So I was introduced to this "perpetual motion" riddle a few weeks ago. The problem goes like this: we all know perpetual motion machines are not possible, but this riddle seems like it should work as a perpetual motion machine - the problem is to explain why it doesn't work.

Here's the situation:

(1) You take a room, and put a wall down the middle of the room - splitting it in to two equal half-rooms.

(2) Take a perfectly cylindrical log whose length is the same as the length of the wall we just put in to make two half-sized rooms, and cut out a place halfway up the wall so that the log slips right in, length wise (if you were looking at the middle wall from the inside of one of the rooms, you would not see the ends of the log at all, you would a half-cylinder running the length of the wall - if you looked from the other room, you would see the other side of the cylinders length).

(3) Make sure the space between the log and the wall is air-tight (the log is treated to absorb no water, there is no friction between it and the wall, etc), and fill one of the half-sized rooms all the way to the top with water. Now you have one side of the log exposed to air, and one side totally surrounded by water.

The idea is that, since everyone has experience that logs rise in water, the side exposed to the water should "rise" and the log should spin, creating a perpetual motion machine.
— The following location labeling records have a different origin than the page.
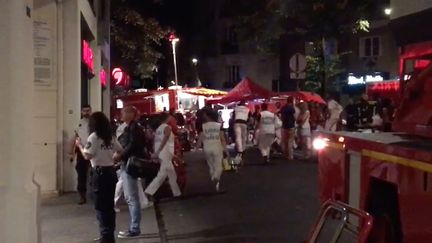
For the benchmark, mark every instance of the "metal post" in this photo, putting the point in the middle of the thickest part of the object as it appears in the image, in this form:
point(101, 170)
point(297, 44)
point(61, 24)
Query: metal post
point(175, 63)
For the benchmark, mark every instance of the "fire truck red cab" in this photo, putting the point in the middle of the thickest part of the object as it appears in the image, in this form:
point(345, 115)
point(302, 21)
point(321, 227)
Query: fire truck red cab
point(388, 175)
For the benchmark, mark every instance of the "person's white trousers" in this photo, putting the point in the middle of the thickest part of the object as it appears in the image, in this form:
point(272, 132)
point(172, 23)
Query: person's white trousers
point(166, 170)
point(331, 124)
point(119, 192)
point(240, 131)
point(214, 158)
point(264, 143)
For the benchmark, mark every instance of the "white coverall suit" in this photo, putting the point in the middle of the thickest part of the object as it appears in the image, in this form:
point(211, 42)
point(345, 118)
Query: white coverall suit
point(166, 168)
point(240, 127)
point(213, 148)
point(267, 132)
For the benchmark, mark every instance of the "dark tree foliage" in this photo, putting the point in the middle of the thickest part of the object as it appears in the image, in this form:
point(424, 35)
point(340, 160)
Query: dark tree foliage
point(136, 39)
point(263, 22)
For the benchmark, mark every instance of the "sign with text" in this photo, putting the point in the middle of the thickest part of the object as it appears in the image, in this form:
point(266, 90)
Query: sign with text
point(42, 44)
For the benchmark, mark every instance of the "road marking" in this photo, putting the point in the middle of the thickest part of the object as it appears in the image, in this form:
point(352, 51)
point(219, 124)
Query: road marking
point(398, 160)
point(161, 223)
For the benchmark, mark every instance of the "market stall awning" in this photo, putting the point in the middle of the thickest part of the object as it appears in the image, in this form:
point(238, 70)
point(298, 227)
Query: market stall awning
point(204, 92)
point(302, 95)
point(246, 90)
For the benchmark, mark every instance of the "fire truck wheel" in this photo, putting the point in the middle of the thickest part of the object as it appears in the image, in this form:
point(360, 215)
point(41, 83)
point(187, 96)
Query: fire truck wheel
point(383, 230)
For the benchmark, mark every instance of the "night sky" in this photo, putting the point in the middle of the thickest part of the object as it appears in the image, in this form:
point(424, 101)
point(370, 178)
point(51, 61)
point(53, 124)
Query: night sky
point(181, 16)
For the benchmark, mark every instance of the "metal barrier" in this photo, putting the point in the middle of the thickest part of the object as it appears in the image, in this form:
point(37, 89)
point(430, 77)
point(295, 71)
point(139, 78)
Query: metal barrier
point(338, 221)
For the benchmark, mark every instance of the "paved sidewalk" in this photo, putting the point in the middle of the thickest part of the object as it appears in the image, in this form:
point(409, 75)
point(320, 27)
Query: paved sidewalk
point(63, 221)
point(261, 203)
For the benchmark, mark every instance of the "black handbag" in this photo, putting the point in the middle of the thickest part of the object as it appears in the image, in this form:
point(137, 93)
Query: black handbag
point(142, 168)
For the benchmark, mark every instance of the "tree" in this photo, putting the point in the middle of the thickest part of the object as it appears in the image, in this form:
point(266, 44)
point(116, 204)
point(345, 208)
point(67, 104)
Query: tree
point(314, 20)
point(136, 40)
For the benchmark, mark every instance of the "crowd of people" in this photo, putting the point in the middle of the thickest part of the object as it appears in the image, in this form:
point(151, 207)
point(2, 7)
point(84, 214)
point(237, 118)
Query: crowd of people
point(158, 143)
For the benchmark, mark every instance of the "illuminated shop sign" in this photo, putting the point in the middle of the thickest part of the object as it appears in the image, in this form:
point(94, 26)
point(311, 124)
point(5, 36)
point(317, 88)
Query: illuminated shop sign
point(87, 55)
point(362, 79)
point(103, 77)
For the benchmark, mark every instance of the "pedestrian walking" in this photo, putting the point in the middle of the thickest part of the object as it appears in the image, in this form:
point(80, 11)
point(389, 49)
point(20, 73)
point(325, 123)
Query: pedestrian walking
point(119, 186)
point(267, 132)
point(334, 112)
point(82, 165)
point(164, 150)
point(241, 113)
point(133, 142)
point(213, 140)
point(100, 149)
point(288, 128)
point(304, 129)
point(351, 115)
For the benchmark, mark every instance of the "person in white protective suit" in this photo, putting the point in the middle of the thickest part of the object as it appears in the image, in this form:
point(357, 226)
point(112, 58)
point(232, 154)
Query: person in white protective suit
point(267, 132)
point(212, 138)
point(164, 150)
point(241, 113)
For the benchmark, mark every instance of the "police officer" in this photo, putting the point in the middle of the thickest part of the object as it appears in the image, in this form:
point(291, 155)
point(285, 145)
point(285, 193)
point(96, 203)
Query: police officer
point(82, 165)
point(100, 149)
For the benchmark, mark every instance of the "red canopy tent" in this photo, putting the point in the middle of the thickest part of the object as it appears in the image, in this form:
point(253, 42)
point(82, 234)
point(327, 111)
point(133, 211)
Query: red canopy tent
point(303, 95)
point(246, 90)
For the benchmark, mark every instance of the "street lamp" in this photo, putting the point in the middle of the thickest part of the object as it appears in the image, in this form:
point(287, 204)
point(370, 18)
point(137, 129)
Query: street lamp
point(387, 11)
point(195, 63)
point(174, 39)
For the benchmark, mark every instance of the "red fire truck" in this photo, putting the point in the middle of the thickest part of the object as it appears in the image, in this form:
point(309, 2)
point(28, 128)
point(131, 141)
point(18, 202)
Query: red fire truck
point(150, 102)
point(388, 174)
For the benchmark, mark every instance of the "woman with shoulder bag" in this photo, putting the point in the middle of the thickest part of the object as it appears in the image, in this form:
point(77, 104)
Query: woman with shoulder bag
point(99, 149)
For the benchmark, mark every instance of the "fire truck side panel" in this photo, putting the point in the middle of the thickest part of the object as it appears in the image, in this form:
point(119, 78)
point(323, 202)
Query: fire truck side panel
point(332, 174)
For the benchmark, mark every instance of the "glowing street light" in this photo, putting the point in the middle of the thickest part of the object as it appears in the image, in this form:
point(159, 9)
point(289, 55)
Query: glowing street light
point(174, 40)
point(387, 11)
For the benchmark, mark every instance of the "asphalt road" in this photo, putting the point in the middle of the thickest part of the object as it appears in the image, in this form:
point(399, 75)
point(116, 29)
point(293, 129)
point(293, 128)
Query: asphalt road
point(260, 203)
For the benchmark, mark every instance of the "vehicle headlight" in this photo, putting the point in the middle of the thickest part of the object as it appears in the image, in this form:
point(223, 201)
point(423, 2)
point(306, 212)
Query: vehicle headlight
point(319, 143)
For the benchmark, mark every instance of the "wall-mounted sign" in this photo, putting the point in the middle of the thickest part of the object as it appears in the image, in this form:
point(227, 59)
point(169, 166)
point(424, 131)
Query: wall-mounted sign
point(362, 79)
point(118, 76)
point(87, 55)
point(102, 75)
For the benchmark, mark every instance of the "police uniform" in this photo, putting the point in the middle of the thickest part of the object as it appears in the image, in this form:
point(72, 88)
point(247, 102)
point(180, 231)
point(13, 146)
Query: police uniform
point(166, 168)
point(240, 127)
point(267, 133)
point(104, 181)
point(82, 165)
point(213, 148)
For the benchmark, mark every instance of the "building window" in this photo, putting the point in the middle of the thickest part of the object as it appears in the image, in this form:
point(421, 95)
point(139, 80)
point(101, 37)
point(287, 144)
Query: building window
point(233, 74)
point(92, 5)
point(370, 46)
point(231, 35)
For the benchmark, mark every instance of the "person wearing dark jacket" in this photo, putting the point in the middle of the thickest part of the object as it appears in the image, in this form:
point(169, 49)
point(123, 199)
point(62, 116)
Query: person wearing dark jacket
point(132, 140)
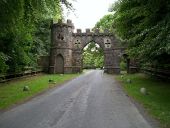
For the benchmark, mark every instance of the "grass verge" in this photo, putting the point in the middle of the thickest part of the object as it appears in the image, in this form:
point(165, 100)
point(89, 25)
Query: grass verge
point(12, 92)
point(156, 102)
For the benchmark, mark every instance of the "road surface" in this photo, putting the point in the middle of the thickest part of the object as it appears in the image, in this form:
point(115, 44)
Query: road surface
point(93, 100)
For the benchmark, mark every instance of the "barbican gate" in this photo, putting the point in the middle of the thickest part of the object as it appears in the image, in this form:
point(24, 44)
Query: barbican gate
point(67, 48)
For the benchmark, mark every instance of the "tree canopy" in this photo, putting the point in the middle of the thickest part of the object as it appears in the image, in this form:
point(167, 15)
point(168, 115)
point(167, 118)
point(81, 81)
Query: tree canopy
point(143, 26)
point(25, 33)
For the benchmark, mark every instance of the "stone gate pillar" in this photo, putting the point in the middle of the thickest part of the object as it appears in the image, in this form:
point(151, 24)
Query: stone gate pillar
point(61, 45)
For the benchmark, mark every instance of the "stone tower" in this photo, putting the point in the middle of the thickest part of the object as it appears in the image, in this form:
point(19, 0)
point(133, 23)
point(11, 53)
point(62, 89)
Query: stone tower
point(67, 48)
point(61, 47)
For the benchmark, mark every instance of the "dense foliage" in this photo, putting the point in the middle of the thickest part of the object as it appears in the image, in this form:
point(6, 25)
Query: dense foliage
point(24, 34)
point(93, 56)
point(143, 26)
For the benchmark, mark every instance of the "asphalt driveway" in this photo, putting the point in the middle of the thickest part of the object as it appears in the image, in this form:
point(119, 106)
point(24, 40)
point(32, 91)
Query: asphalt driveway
point(93, 100)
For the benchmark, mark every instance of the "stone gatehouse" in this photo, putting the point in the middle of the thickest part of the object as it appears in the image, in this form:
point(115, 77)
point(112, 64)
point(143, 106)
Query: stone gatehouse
point(67, 48)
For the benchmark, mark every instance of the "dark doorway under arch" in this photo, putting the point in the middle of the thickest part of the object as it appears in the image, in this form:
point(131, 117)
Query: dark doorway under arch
point(59, 64)
point(93, 56)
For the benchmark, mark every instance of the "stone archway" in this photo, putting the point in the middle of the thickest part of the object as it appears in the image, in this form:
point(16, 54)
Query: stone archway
point(59, 64)
point(92, 56)
point(72, 43)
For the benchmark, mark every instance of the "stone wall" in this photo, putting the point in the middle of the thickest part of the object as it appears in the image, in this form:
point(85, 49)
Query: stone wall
point(70, 46)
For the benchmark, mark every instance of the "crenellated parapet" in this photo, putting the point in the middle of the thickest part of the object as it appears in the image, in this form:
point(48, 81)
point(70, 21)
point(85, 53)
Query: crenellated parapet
point(90, 32)
point(60, 23)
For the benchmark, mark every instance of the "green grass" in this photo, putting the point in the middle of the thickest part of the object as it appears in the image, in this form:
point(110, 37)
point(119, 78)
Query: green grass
point(157, 102)
point(12, 92)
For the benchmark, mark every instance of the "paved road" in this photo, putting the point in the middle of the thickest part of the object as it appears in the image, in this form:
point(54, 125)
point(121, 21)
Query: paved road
point(92, 100)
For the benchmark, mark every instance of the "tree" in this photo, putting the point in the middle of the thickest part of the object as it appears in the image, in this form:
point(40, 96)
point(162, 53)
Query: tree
point(143, 26)
point(24, 34)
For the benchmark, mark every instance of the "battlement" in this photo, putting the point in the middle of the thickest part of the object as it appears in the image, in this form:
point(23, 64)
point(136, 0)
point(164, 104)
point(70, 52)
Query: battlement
point(60, 23)
point(79, 32)
point(91, 32)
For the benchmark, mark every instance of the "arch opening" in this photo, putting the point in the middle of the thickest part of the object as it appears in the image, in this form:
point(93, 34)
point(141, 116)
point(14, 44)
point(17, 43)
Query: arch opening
point(92, 56)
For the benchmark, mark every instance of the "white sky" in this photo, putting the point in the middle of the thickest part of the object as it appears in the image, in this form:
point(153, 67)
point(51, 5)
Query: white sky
point(88, 12)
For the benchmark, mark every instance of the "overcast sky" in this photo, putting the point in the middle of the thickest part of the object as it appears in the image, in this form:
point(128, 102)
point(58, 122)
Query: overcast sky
point(88, 12)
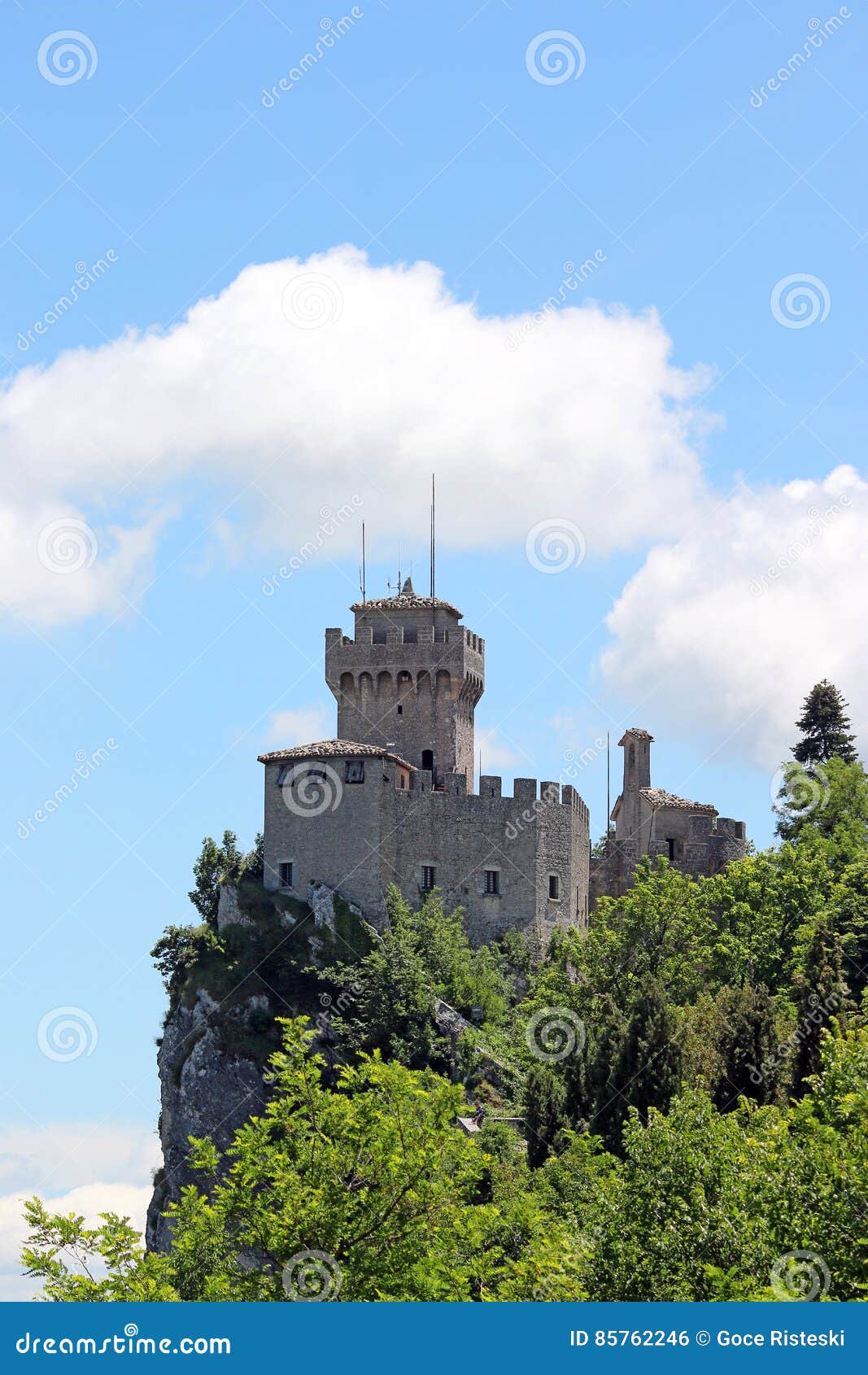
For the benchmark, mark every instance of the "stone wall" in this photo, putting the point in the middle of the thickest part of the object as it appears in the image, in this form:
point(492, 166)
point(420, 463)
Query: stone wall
point(380, 833)
point(416, 691)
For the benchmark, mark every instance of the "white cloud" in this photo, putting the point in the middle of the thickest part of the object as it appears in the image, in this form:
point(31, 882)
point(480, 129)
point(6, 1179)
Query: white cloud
point(495, 753)
point(587, 421)
point(731, 627)
point(84, 1168)
point(303, 727)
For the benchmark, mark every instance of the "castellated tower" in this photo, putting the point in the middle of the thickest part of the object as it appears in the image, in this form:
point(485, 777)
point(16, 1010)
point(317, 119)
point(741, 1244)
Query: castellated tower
point(409, 679)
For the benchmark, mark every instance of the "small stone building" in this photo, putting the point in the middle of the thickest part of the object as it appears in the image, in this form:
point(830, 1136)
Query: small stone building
point(651, 821)
point(391, 801)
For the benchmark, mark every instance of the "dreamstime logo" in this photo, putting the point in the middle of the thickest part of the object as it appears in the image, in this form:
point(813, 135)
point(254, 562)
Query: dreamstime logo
point(312, 300)
point(800, 300)
point(555, 1033)
point(67, 546)
point(818, 35)
point(67, 1034)
point(555, 57)
point(312, 1277)
point(569, 282)
point(329, 33)
point(800, 791)
point(85, 278)
point(332, 520)
point(555, 545)
point(67, 57)
point(800, 1275)
point(310, 789)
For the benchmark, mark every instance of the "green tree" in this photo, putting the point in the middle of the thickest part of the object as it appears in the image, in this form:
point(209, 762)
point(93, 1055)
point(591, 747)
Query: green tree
point(826, 727)
point(543, 1111)
point(820, 994)
point(647, 1068)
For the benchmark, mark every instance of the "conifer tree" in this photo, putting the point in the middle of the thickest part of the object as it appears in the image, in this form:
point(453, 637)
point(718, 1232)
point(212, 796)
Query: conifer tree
point(543, 1111)
point(826, 727)
point(820, 993)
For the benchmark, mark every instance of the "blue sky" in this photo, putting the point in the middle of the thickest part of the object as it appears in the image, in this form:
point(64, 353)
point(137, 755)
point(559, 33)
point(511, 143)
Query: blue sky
point(656, 151)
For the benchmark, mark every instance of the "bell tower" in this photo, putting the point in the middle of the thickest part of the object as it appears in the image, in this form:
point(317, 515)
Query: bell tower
point(409, 681)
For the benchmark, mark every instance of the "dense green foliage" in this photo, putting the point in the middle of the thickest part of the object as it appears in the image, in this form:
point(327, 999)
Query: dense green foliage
point(691, 1074)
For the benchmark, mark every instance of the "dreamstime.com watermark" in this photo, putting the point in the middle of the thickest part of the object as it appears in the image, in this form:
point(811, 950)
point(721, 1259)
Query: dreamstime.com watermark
point(800, 1275)
point(575, 275)
point(822, 1010)
point(329, 36)
point(85, 278)
point(334, 1008)
point(818, 33)
point(800, 300)
point(312, 788)
point(555, 57)
point(67, 57)
point(555, 545)
point(332, 522)
point(553, 1034)
point(125, 1343)
point(312, 1277)
point(820, 522)
point(84, 769)
point(571, 770)
point(67, 1034)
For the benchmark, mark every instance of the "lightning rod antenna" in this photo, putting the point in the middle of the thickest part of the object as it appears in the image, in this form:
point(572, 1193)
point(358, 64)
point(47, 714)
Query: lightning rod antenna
point(432, 536)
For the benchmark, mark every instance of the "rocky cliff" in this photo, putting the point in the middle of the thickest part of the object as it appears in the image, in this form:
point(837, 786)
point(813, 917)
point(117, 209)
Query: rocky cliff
point(222, 1028)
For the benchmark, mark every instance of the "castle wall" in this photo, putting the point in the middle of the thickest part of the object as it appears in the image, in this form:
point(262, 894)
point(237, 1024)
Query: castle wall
point(338, 846)
point(525, 838)
point(378, 833)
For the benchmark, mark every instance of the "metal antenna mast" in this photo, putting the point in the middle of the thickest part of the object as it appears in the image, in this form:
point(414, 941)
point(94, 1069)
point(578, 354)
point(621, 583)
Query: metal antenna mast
point(432, 538)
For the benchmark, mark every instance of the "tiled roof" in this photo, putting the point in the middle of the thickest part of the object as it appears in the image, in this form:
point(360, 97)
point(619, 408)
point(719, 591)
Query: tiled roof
point(406, 603)
point(661, 798)
point(330, 749)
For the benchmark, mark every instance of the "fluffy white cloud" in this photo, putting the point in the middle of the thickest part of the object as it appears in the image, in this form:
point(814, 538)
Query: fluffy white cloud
point(730, 629)
point(84, 1168)
point(299, 727)
point(306, 384)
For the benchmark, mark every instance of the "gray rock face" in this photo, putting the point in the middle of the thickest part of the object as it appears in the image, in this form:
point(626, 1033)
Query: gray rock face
point(204, 1091)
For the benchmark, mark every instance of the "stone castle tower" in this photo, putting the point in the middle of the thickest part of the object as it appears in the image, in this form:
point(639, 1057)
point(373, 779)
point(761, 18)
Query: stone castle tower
point(409, 681)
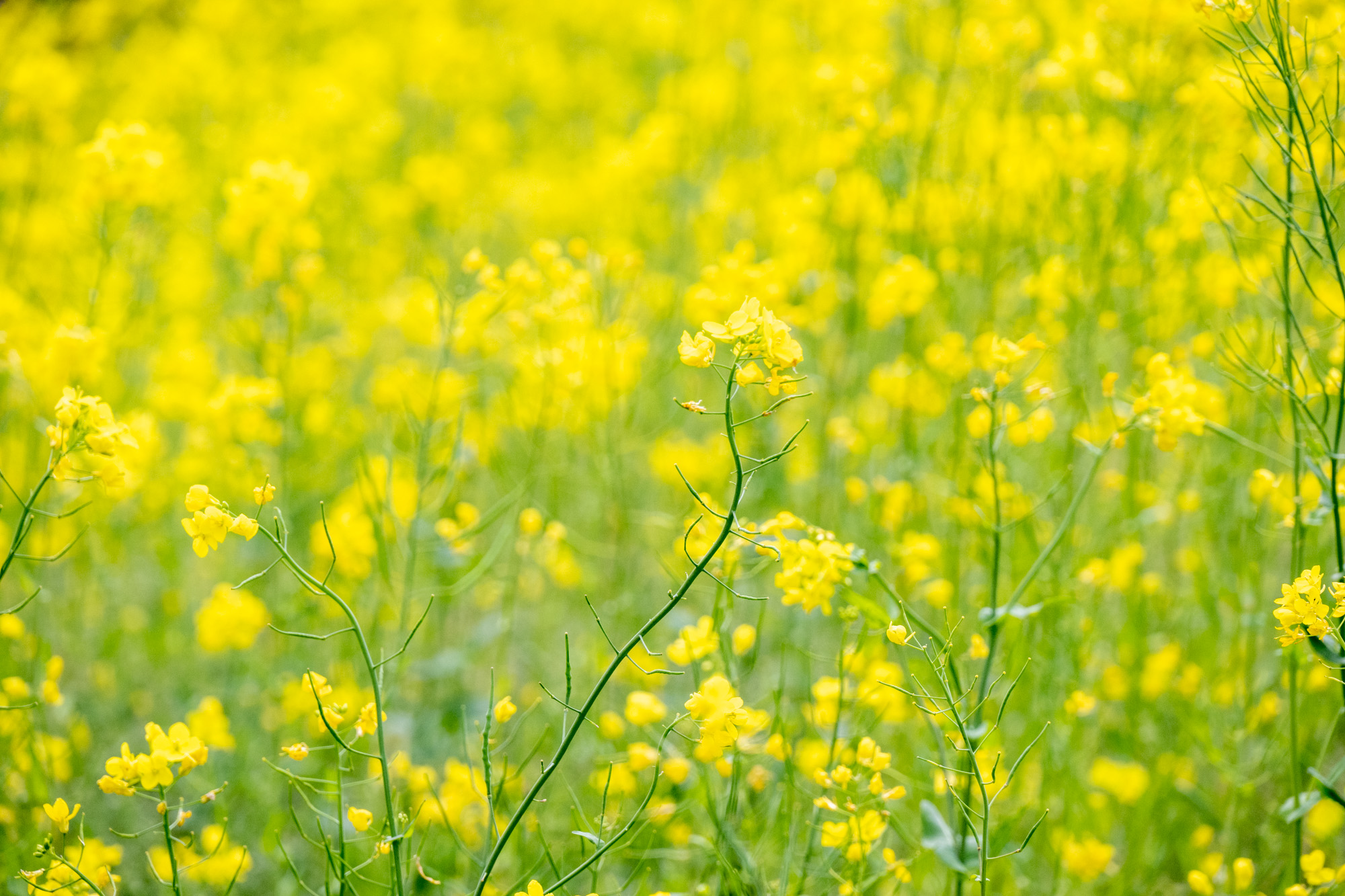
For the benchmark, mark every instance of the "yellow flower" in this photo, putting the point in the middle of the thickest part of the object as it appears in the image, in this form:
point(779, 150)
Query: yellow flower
point(1316, 870)
point(719, 710)
point(198, 498)
point(1200, 883)
point(208, 529)
point(245, 526)
point(644, 708)
point(111, 784)
point(696, 352)
point(1243, 873)
point(872, 756)
point(695, 642)
point(61, 814)
point(505, 709)
point(360, 818)
point(231, 619)
point(743, 639)
point(740, 323)
point(533, 889)
point(641, 756)
point(1086, 858)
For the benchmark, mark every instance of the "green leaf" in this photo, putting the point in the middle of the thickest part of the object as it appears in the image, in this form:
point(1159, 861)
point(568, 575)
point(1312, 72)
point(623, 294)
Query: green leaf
point(874, 614)
point(1292, 813)
point(939, 838)
point(1017, 611)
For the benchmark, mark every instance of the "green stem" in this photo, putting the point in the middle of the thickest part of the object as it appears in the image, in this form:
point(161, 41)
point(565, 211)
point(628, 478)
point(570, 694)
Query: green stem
point(173, 856)
point(319, 587)
point(636, 639)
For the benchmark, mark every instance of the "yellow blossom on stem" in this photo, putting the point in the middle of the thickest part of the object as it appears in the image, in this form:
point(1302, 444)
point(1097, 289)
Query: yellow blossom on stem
point(61, 814)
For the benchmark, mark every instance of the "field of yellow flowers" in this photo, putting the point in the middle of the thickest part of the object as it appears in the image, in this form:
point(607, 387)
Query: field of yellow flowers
point(766, 448)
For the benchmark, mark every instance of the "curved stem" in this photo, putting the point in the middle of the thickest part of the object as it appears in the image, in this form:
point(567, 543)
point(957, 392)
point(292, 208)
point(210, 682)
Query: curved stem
point(622, 654)
point(173, 856)
point(319, 587)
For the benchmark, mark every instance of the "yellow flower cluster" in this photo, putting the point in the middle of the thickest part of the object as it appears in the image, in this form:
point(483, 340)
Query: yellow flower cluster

Now, I have two explanations of why it doesn't work. One I came up with myself, and one that is proposed in the solution on the page in which I found the problem.

My Solution:

Water pressure increases as you increase in depth, so the water molecules hitting the log deeper in the water would have more force that the water molecules hitting the log less deep, but at each infinitesimal depth increase, the water is hitting the log at all angles, and the force from the molecules coming on from all directions would cancel out to leave a force pointing toward the center, at every place the log is exposed to water. Since all of the net forces from the water at each point exposed to water is pointing toward the center, there can be no net torque and the log cannot spin. The net force would be a slight force directly upwards (due to the difference in size of the force vectors pointing inwards between the less dense water up top and the more dense water on the bottom), but since the log is held in place, it cant move upwards.

The Proposed Solution

"To understand why this would not work, we need to look at how buoyancy itself works.

When a lighter than water object (lets say a hollow ball) is submerged it is pushed up by the water apparently in spite of gravity. In fact the opposite is true. It is gravity pulling down on the water that pushes the ball up. The kinetic energy to lift the ball comes from an equal volume of water falling to occupy the space where the ball just was. As the ball moves up, the evacuated area is filled with water from above it; therefore, this water is falling. When the water was above the ball it had potential energy that is exchanged for kinetic as it falls to fill the void left by the ball thus providing energy to lift the ball.

The opposite is true for a heavier than water object (lets say a brick), but it's still the same principle. As the brick falls through the water, it is filling space that was once filled by water. As the brick falls, it is providing energy to lift the water to fill the space it just evacuated.

Now back to our spinning log example. If the log were to spin, it would not be evacuating any space for the water to fill. Even though a different part of the log would be filling that space, it would still be the same space it was filling before. There would be not downward movement (falling) of water to convert potential energy into kinetic, so there is no energy to cause the log to spin."

Here's my problem

I've never understood this explanation of buoyancy. Why, just because an object is less dense than water, is the water "rushing below it" to fill the space evacuated by the object as it rises? Why doesn't the object just stay where it is? It seems like you're using buoyancy to explain buoyancy - the less dense object floats upward due to buoyancy and the water rushes in below to fill the evacuated space, which causes the buoyant force upwards... what?

Why is the water rushing below less dense objects, and not rushing below more dense objects? Am I missing something in the explanation?

I understand that when you submerge an object in water, it displaces an equal volume of water, and the weight of the water displaced equals the bouyant force upwards, but I just don't understand why the water is "rushing underneath and pushing the object up".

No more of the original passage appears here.